Especially in cases like the one in the middle, “a critical service failure (notification sent but execution unavailable)” — having to fix it quickly on a live server while not knowing what side effects hastily-written code might cause was the most psychologically taxing and nerve-wracking moment.

Honestly, the biggest takeaway was

Ahhh, this is why people keep saying automated tests, automated tests… If I had a bunch of tests, even if a similar situation came up, I could fix things with much greater peace of mind.

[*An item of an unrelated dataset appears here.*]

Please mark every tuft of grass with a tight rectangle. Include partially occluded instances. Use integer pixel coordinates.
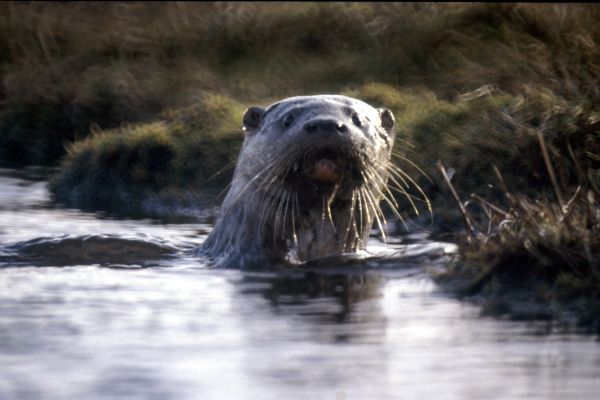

That’s what I was thinking.

And there was an unintended way I really benefited from AWS (?)

Queue list

  1. Using a queue-based architecture made it quick to find which part was bottlenecking and where errors were occurring. If I hadn’t used SQS, finding the bottleneck would have taken much longer, but thanks to the queue-based architecture I could easily pinpoint where the bottleneck was.

CloudWatch logs

  1. I realized CloudWatch logs are extremely convenient and important. I’d planned to build out a monitoring system before releasing, but with a naive “let’s just release and develop more if the response is good” attitude, I went ahead and launched first. But of course problems arose, and the state-change and exception prints I’d habitually added during development were a huge help in debugging. Even if you don’t use AWS, log well and learn how to read logs…

DLQ

  1. Always set up DLQ. Messages that the poller (service worker) tried to process N times but couldn’t due to exceptions and so on can be collected in a DLQ (Dead Letter Queue). Using DLQ, you can later send unprocessed messages back to the original queue with the DLQ redrive feature. In other words, if a request fails for some reason and isn’t processed, it goes to the DLQ, and afterward you can use DLQ redrive to resume processing from the breakpoint!

Anyway… it was really tough, but I’m relieved I somehow got through it!

If there’s anything I’ve gotten wrong or anything that could be improved, please feel free to leave your thoughts! Thank you so much for reading this long post!